The markets were unimpressed and shares in Reed Elsevier (NYSE: RUK) dipped 6.4 percent to 468.25 pence at 1.34pm in London trading today, its lowest value since February 2004.
Three PE firms remain in the third round of bidding — Bain Capital LLC, Apollo Management and a combined group of TPG Inc and DLJ Merchant Banking — and seven banks are prepared to put in $900 million (£515 million) to finance the deal while Reed itself is set to put in about $330 million (£189 million). So it is still possible that a deal can be reached, but the finance shortfall, reportedly around $180 million (£102.6 million), must remain a problem at a time when banks are reluctant to invest or even lend big money.
Your coverage of this deal is pathetic.
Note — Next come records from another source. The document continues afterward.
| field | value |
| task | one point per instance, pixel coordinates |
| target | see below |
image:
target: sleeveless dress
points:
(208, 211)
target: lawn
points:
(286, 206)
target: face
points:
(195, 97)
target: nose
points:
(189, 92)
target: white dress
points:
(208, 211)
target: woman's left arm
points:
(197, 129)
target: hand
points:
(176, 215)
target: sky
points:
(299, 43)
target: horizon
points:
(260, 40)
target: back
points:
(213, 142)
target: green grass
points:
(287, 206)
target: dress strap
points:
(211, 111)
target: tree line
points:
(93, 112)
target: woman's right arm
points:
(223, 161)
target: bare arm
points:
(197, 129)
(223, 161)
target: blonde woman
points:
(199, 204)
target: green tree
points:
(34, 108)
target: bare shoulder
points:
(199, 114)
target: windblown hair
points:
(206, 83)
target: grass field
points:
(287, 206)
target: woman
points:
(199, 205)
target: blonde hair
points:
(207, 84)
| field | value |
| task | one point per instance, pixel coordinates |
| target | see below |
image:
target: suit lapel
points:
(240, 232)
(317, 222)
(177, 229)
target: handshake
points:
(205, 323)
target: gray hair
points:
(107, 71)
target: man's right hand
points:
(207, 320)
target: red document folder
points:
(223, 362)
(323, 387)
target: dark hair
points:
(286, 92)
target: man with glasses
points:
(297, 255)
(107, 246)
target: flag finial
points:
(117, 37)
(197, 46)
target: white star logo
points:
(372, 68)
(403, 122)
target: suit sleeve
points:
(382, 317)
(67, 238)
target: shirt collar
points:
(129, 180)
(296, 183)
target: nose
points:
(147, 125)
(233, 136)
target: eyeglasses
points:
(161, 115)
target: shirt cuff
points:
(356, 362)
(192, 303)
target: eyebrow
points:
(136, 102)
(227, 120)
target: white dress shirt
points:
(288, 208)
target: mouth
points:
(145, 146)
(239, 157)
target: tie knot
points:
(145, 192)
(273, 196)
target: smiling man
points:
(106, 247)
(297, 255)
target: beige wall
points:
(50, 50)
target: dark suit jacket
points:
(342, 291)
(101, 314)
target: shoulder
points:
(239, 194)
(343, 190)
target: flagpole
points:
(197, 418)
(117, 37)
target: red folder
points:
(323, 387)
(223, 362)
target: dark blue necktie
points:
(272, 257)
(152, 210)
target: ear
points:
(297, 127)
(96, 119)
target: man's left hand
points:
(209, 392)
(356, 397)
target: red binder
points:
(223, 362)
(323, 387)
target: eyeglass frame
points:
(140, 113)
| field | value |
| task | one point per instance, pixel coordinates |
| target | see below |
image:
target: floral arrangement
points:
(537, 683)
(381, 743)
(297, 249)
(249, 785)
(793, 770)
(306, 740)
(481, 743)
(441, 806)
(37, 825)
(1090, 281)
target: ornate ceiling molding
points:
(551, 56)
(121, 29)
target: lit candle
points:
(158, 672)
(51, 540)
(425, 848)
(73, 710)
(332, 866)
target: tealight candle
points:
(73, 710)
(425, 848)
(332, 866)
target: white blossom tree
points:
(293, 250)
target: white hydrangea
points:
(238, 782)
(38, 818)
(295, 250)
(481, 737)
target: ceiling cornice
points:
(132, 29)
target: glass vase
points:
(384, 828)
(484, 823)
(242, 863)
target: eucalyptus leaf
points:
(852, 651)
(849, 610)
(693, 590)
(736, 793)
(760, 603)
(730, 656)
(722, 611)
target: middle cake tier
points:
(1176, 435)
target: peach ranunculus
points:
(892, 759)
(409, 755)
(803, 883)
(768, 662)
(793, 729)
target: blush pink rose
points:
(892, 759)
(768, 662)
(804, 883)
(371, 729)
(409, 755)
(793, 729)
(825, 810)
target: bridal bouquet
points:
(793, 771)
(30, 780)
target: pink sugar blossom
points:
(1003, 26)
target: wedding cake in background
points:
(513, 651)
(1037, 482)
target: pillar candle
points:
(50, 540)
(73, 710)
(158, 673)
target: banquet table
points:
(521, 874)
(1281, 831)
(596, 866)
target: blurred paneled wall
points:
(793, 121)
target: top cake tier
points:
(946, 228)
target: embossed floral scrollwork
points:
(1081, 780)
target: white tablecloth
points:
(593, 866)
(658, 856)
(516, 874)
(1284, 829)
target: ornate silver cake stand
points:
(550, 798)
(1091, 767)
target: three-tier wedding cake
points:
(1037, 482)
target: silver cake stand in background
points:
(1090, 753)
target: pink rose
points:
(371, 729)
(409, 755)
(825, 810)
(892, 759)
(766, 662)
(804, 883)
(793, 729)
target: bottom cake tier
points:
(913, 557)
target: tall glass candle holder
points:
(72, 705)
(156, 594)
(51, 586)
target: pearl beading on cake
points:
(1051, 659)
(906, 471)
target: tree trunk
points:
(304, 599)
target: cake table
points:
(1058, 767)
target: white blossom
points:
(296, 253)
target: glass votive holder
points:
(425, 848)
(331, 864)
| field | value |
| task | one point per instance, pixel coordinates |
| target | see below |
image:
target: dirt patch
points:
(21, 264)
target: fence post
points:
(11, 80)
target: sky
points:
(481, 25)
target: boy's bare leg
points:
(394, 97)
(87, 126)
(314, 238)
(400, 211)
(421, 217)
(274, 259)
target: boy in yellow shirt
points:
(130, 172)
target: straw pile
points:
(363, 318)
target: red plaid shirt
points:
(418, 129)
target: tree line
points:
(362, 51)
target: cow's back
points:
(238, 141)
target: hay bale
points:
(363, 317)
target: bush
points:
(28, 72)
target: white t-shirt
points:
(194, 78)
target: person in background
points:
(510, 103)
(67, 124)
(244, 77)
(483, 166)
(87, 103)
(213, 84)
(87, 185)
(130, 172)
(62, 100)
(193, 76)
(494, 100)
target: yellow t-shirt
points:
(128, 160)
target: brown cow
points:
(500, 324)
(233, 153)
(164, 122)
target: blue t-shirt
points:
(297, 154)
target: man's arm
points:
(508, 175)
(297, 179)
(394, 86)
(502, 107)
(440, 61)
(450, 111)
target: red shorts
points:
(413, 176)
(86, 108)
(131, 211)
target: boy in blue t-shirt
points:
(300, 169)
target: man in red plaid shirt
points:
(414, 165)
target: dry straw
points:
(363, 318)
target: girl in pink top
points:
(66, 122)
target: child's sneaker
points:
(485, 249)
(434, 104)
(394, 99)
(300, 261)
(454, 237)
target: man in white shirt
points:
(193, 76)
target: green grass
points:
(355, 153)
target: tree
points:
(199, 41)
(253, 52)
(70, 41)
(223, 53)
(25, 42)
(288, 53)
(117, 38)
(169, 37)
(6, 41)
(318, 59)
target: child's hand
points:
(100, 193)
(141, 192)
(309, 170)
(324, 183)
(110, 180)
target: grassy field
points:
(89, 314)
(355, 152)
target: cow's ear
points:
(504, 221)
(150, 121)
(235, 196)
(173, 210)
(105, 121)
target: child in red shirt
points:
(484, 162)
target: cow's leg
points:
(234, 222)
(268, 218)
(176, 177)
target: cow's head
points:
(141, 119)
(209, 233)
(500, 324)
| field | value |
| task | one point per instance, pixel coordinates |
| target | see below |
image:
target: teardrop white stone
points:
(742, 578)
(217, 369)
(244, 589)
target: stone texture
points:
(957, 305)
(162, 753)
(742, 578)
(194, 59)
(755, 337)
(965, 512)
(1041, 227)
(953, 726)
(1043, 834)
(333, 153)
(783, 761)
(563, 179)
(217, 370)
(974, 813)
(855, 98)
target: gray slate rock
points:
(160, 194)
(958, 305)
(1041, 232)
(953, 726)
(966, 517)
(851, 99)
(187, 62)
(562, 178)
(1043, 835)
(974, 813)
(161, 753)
Please tell me that your business model is something more than reading real reporters articles and then regurgitating what they say by moving their words around.
You must have at least one original thought in your tiny little head, mustn't you? Somewhere in there? Maybe?
Naaaa
Then, to top it off, you can't even copy the words correctly. Read your first sentence you moron. You wrote "half-million" when I hope you know it should read "billion".
Time to get your old job back at Starbucks you looser.
Having a bad day, sporto, are you? Hope you weekend was better…thanks for correcting the error, btw.
Rafat,
I'm afraid that Sporto is right here. Your coverage of the RBI sale has been dreadful. It has involved paraphrasing others' reporting – and then claiming that this paraphrasing was visionary.
Don't worry about it though – I don't think even proper journalists have got this one right. The FT has only recently reported that RE absolutely HAVE to sell RBI. Doesn't matter what the price is, and the price is no indicator of the old media market in general – but has everything to do with RE's debt profile.
Perhaps there is a story here – perhaps you can be bothered to get off your ass and write it. I predict a sale within 2 weeks.